J’ai eu la sensation de revenir sur une scène de guerre, dans les braises encore fumantes de la déflagration de la fin de la saison 1. J’étais attachée à mon personnage et l’histoire ouvrait de nombreuses possibilités que j’étais impatiente de découvrir. Je pensais qu’un certain laps de temps se serait écoulé entre la fin de la saison précédente et la nouvelle mais on retrouve finalement les personnages au lendemain de leur séparation. Emma est encore fébrile, presque tremblante des derniers événements.

Comment ont évolué ses sentiments envers son ex-mari ?
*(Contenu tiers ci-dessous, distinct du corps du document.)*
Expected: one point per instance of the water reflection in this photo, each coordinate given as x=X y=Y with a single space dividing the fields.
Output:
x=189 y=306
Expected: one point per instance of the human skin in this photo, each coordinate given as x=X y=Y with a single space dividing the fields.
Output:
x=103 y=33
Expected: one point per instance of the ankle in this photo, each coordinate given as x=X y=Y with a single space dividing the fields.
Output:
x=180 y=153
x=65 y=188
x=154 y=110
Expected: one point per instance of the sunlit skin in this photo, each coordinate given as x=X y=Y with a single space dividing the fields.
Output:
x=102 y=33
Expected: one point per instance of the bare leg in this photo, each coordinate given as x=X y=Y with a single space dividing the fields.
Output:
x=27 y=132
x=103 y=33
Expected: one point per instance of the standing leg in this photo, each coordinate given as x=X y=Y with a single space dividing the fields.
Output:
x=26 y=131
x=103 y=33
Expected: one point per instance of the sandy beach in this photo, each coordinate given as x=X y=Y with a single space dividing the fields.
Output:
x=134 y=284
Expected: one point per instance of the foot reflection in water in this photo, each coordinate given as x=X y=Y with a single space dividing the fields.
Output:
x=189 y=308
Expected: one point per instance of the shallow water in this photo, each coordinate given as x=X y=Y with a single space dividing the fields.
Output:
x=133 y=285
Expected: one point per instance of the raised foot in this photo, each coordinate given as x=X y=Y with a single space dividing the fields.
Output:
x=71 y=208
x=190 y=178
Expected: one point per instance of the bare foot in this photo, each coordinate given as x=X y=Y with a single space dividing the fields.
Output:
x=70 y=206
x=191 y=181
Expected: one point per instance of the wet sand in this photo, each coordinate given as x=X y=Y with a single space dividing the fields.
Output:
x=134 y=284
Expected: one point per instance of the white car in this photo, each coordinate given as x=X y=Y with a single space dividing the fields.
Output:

Rien n’est réglé, qu’il s’agisse de sa séparation avec Matteo ou de la garde de Luigi. On ne sait pas tout de suite où ils en sont et je préfère garder un peu de surprise. Mais j’ai parlé de braises fumantes… C’est une bonne façon de résumer les choses ! Quand Emma tombe sous le charme de Gabriel, un jeune ostéopathe de 25 ans, elle est encore dans la colère. Au début, elle se distrait de ses tourments et essaie de se réapproprier son corps, mais pas encore son cœur. Les deux personnages sont dans un timing différent et rien n’est simple pour Emma.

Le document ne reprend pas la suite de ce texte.